For years, my Friday evenings seemed pointless and wasted if I didn’t go “out”. Drinking out and looking for company. But you couldn’t stay home on a Friday night! It was no problem to finish several bottles of beer and a pack or two of smokes during the evening. I was proud of that. Sure, it was nice to spend time with friends, but I never felt good with myself at heart. I always wanted to go somewhere and to the next place. Unknown where, but still onwards. It would be even scarier just to be at home or to go back home. Somewhere there must be something that is even hotter, or somewhere there is even hotter company.

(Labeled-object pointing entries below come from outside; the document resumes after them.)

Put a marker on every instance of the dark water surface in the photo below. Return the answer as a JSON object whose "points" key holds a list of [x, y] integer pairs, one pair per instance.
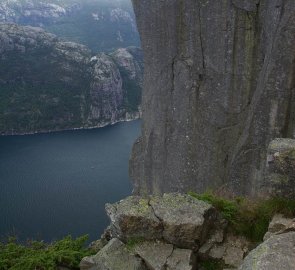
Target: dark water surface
{"points": [[56, 184]]}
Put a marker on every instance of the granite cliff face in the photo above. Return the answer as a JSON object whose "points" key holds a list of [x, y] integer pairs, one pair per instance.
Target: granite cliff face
{"points": [[219, 85], [48, 84]]}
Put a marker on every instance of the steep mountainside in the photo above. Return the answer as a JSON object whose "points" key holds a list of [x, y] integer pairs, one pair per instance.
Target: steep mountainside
{"points": [[219, 85], [48, 84], [102, 25]]}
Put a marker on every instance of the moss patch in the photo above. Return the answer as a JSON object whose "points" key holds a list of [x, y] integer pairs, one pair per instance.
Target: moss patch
{"points": [[67, 252], [247, 217]]}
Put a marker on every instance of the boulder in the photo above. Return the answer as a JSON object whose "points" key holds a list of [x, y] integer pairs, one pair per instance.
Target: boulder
{"points": [[181, 259], [154, 253], [279, 224], [186, 221], [231, 251], [179, 219], [280, 174], [277, 252], [114, 256], [132, 218], [162, 256]]}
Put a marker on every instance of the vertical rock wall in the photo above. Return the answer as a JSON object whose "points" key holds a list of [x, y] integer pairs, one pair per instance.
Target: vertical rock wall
{"points": [[219, 85]]}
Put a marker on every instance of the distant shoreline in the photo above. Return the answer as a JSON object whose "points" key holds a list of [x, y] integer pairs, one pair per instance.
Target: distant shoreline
{"points": [[137, 116]]}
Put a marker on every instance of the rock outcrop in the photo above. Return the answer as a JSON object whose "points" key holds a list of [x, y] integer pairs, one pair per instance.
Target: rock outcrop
{"points": [[219, 86], [103, 25], [277, 252], [171, 232], [280, 176], [49, 84]]}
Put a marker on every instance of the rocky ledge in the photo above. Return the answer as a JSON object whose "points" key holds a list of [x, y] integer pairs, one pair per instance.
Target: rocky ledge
{"points": [[178, 232]]}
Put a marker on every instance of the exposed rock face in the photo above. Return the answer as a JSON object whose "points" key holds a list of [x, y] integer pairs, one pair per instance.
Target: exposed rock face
{"points": [[112, 21], [114, 256], [178, 219], [276, 253], [48, 84], [219, 86], [279, 225], [280, 177], [169, 232]]}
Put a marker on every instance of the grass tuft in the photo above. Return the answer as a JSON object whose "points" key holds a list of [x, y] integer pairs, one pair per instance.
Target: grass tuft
{"points": [[247, 217], [67, 252]]}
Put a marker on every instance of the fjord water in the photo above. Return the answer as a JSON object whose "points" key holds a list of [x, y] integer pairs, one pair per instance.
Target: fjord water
{"points": [[56, 184]]}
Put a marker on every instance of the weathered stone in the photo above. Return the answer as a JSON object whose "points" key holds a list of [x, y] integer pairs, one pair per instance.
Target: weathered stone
{"points": [[216, 236], [179, 219], [278, 223], [114, 256], [154, 254], [181, 259], [219, 86], [133, 217], [277, 252], [280, 177], [100, 88], [186, 221], [232, 251], [217, 252], [98, 245]]}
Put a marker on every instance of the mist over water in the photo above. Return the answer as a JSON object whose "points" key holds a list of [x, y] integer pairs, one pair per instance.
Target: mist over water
{"points": [[57, 184]]}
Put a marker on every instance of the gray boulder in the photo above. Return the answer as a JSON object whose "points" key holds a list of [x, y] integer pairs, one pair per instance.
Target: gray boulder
{"points": [[280, 177], [179, 219], [162, 256], [186, 221], [277, 252], [114, 256], [134, 218], [279, 224], [154, 254]]}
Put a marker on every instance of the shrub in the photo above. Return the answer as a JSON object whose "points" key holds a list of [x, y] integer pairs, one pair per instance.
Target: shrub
{"points": [[67, 252], [247, 217]]}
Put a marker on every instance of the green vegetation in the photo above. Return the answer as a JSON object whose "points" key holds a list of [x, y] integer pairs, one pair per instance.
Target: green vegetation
{"points": [[247, 217], [133, 242], [212, 265], [67, 252]]}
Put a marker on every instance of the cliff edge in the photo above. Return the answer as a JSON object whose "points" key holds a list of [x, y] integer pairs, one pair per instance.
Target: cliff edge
{"points": [[219, 86]]}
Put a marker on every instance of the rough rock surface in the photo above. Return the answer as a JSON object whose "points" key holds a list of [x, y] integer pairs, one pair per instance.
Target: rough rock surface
{"points": [[48, 84], [219, 86], [178, 219], [280, 177], [277, 252], [114, 256], [112, 21], [230, 249], [278, 225]]}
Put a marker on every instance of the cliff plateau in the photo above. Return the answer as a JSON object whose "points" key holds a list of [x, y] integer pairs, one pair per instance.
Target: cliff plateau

At some point I felt I didn’t want to anymore. Every night out brought a greater sense of frustration, not to mention the physical pain of poisoning yourself. I haven’t smoked for about 5 years, drunk alcohol for over a year. I no longer need to separate my mind from myself, but to be in touch with myself. What hasn’t been for decades. I realised it was all one big escape for me in search of fun.
I have come to understand that only when you have managed to get in touch with “me” and not run away from yourself and seek meaning for life outside yourself, is it possible to reach “us”. Esoteric is a focus on the inner, exoteric on the outer.
Last Friday night was a perfect example of how 2 hours of quietly drinking tea in company can bring you closer to real life than years of shouting over each other in a noisy bar could for me. But that part of the journey was also necessary and gave me what I valued at that moment.